Closed taylorcate closed 5 years ago

taylorcate commented 5 years ago

Statement of Topic:

In this project, I will transform an existing digital edition—of my own creation—into a fully linked, version-controlled, interactive website and digital flipbook which calls upon the various versions of the poem as potential paths for users to follow.

Methodological Questions:

  1. Is Textual Studies work suitable for or, at least, adaptable to a public, developer platform such as GitHub?
  2. Will it be advantageous to markup the versions of the poem in TEI-XML? Will there be enough time to transform that markup into something that invites users into the site?
  3. Is Book Creator the appropriate platform to construct the digital flipbook? See project four, Animate Poem for notes and links regarding Book Creator.
  4. Will a simple GitHub Pages site be enticing enough for users to want to visit?
  5. If I am not permitted to use the manuscript images of the poem, will a variorum edition that doesn't have facsimile images of the manuscripts be appealing to anyone?

Interpretive Questions:

  1. Is a digital edition of Wordsworth's poetry useful or desirable in today's academic and political climate?
  2. Can a poem about one boy's experience be universally transferable?
  3. Is a flipbook too childish?

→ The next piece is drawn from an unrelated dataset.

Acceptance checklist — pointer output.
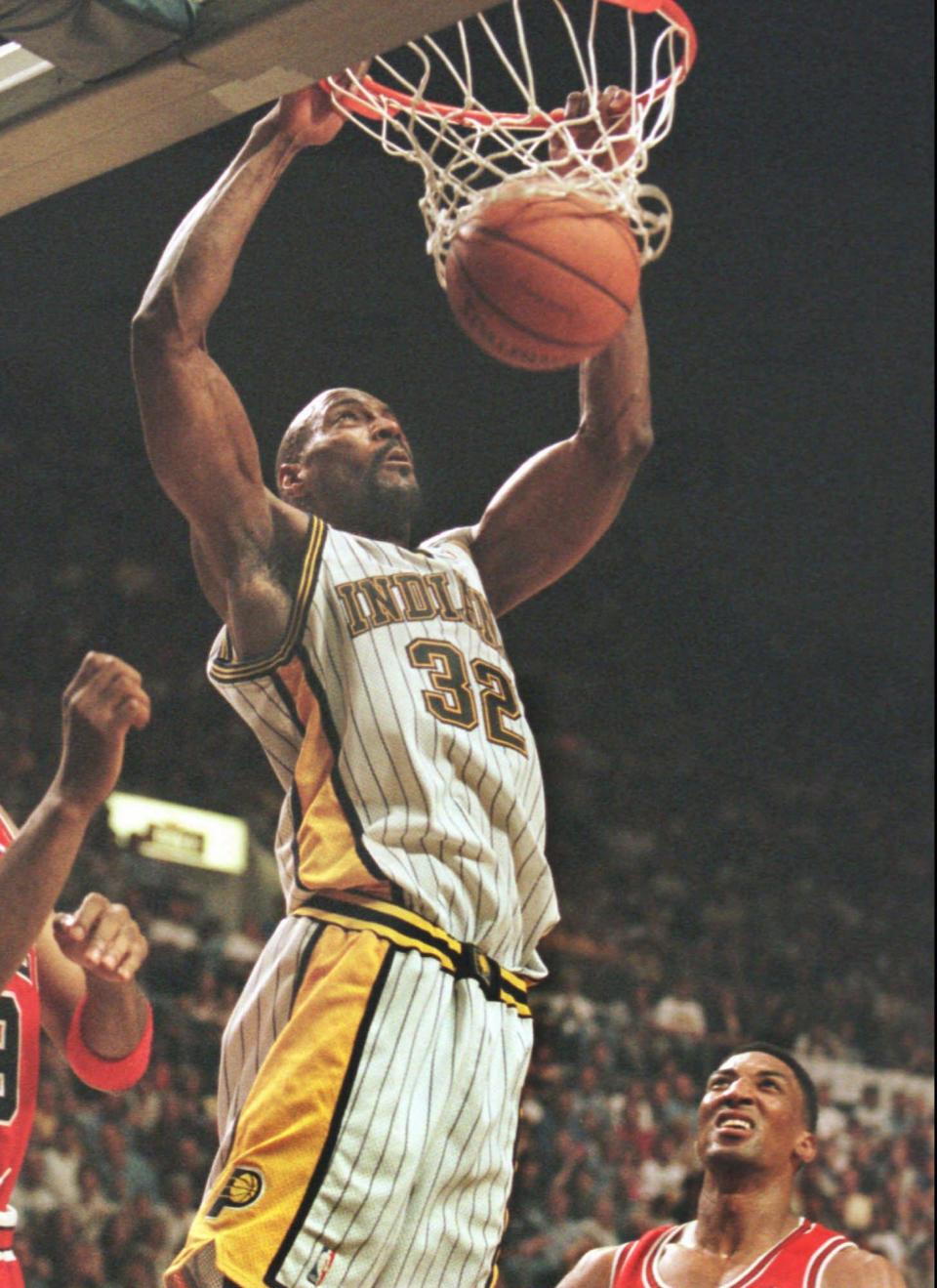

And, if so, is the complexity of studying versions too much for an application that only attracts young users?
  4. Every edition has an argument, so what's mine? Universally: we all exist in many versions, and only in reflection do we see how those versions make up the people we are today. Pragmatically: we learn and retain information better when we feel as though we have some part in its creation or its ordering.
  5. Is calling it a "Digital Variorum" already overly presumptuous of audience and, therefore, pushing potential non-academic users away?
taylorcate commented 5 years ago

Landscape Scan:

Investigated Website, For Better For Verse

Answers to Questions:

  1. This project is a tool and database of selected texts. The site is interactive and pedagogical in its construction but has an integrated database from which the tool pulls.
  2. The project was authored by Herbert Tucker, professor of English at the University of Virginia, and sponsored by the UV Department of English and Scholar's Lab.
  3. The background and timing of the project are not described in the documentation—at least not on the project's website.
  4. The project's mission is to help users learn to scan verse. The tool could be very helpful for students of English trying to memorize the meter of various poems as it functions a bit like a study tool. I feel, functionally, the tool succeeds; however, there are design elements that interrupt the ease of learning.
  5. The level of transparency in this project is very low. There is a great deal written about the tool, how to use it, and the importance of scansion, but almost nothing about the creators, timeline, trials, or development.
  6. The project seems finished, however, I think a second iteration or resuscitation of design may benefit it.
  7. The website was built using bootstrap and the tool embedded therein. I think the documentation is severely under-linked and that not much time was spent utilizing the dynamism of the digital environment.
  8. The user community would probably be majority graduate students and professors, however, I could see a professor assigning this to undergraduates as well.
  9. Can you find the project cited? The University of Victoria includes the project in their Pedagogy Toolkit.
  10. The argument I see this project defending is: the mechanics of verse are complex and we should demystify them with the tools we have before interest in it is gone forever.
  11. There are no social media handles present on the site. The only promotion is for the UV Department of English and Scholar's Lab. My guess is Herbert Tucker is promoting the project through his personal scholarship.
  12. The site is a bit convoluted. The tool is front and center on the splash page and it is not clear how you proceed to use it. The instructions are stashed away on a static webpage two tabs away from the tool itself and they're combined with general information about the importance of scanning. The tool itself is difficult to see because the contrasts aren't great enough to distinguish syllables in the words and the icons are small and seemingly arbitrary.
  13. I think what's at stake is people's interest in scansion as an appreciative art. There are shortcomings, but this tool could really be useful for those studying meter. I think if some effort was made to improve the design of the site and incorporate some sort of project social media presence, they would find a great deal more success drawing unidentified or unanticipated users in.